1.4k views Asked by At

I want to apply a function via flatMap to each group produced by DataSet.groupBy. Trying to call flatMap I get the compiler error:

error: value flatMap is not a member of org.apache.flink.api.scala.GroupedDataSet

My code:

var mapped = env.fromCollection(Array[(Int, Int)]())
var groups = mapped.groupBy("myGroupField")
groups.flatMap( myFunction: (Int, Array[Int]) => Array[(Int, Array[(Int, Int)])] )  // error: GroupedDataSet has no member flatMap

Indeed, in the documentation of flink-scala 0.9-SNAPSHOT no map or similar is listed. Is there a similar method to work with? How to achieve the desired distributed mapping over each group individually on a node?

1

There are 1 answers

1
Fabian Hueske On BEST ANSWER

You can use reduceGroup(GroupReduceFunction f) to process all elements a group. A GroupReduceFunction gives you an Iterable over all elements of a group and an Collector to emit an arbitrary number of elements.

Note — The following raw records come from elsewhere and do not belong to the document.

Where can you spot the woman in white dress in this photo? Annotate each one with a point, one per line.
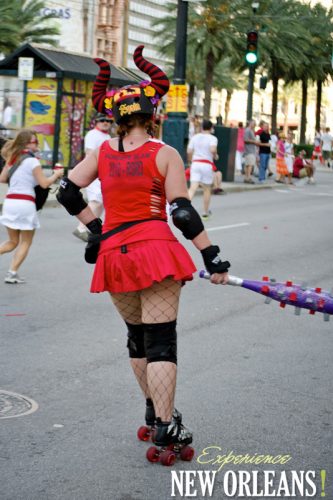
(289, 155)
(19, 214)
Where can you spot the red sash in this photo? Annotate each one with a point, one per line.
(21, 197)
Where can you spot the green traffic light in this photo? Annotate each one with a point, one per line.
(251, 58)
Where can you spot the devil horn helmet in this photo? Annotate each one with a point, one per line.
(141, 97)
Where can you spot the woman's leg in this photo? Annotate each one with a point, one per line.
(159, 313)
(12, 242)
(26, 237)
(207, 194)
(193, 187)
(129, 307)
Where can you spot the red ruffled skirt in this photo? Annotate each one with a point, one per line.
(138, 265)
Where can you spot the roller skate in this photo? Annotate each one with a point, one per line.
(171, 441)
(144, 432)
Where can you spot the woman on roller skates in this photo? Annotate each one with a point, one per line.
(141, 263)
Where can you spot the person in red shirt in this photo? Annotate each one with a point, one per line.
(303, 167)
(140, 262)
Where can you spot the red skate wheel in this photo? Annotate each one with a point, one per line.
(167, 457)
(187, 453)
(153, 454)
(143, 433)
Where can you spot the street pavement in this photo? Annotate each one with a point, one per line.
(253, 378)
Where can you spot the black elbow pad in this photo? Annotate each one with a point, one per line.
(186, 218)
(70, 196)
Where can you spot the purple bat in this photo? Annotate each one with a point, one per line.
(299, 296)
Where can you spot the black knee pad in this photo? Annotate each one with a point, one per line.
(161, 342)
(135, 342)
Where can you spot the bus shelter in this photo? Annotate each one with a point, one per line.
(55, 101)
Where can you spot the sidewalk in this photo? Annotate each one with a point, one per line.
(237, 186)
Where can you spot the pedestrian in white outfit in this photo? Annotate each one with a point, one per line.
(202, 151)
(93, 140)
(19, 214)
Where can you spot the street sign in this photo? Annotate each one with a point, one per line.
(26, 68)
(177, 99)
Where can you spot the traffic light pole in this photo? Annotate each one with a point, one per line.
(252, 72)
(181, 43)
(175, 128)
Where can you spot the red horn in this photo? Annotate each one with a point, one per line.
(159, 80)
(100, 85)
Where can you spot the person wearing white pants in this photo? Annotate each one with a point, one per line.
(92, 141)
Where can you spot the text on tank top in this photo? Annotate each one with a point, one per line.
(132, 187)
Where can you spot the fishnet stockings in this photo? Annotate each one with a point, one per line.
(157, 304)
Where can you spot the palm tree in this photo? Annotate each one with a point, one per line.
(28, 25)
(8, 30)
(212, 37)
(282, 41)
(315, 61)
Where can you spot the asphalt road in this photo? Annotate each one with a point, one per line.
(253, 378)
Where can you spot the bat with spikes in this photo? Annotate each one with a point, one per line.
(300, 296)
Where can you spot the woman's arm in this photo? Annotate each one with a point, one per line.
(4, 174)
(44, 181)
(81, 176)
(86, 171)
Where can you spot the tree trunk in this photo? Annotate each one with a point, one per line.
(210, 63)
(303, 112)
(318, 103)
(191, 91)
(227, 105)
(275, 82)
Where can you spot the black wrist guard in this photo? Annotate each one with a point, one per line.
(95, 226)
(212, 260)
(70, 196)
(186, 218)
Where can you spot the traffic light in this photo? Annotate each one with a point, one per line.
(263, 82)
(251, 55)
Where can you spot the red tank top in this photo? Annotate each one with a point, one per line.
(132, 187)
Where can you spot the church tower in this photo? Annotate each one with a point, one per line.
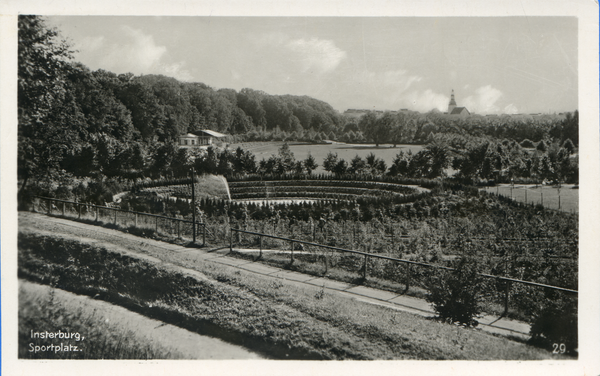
(452, 103)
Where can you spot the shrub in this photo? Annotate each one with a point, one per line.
(456, 294)
(555, 323)
(526, 143)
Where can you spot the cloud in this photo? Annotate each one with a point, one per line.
(484, 100)
(134, 52)
(511, 109)
(315, 54)
(427, 100)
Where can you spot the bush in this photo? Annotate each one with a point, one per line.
(555, 323)
(526, 143)
(456, 295)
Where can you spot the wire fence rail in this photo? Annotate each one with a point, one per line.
(297, 248)
(170, 226)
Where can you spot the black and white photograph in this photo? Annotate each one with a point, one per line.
(216, 189)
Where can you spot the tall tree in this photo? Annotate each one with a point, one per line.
(43, 63)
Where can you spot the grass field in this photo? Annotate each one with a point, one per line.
(569, 196)
(278, 319)
(387, 152)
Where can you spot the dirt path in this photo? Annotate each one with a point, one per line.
(190, 345)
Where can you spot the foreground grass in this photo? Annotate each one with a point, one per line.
(95, 337)
(281, 320)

Flink's groupBy() function does not group multiple elements into a single element, i.e., it does not convert a group of (Int, Int) elements (that all share the same _1 tuple field) into one (Int, Array[Int]). Instead, a DataSet[(Int, Int)] is logically grouped such that all elements that have the same key can be processed together. When you apply a GroupReduceFunction on a GroupedDataSet, the function will be called once for each group. In each call all elements of a group are handed together to the function. The function can then process all elements of the group and also convert a group of (Int, Int) elements into a single (Int, Array[Int]) element.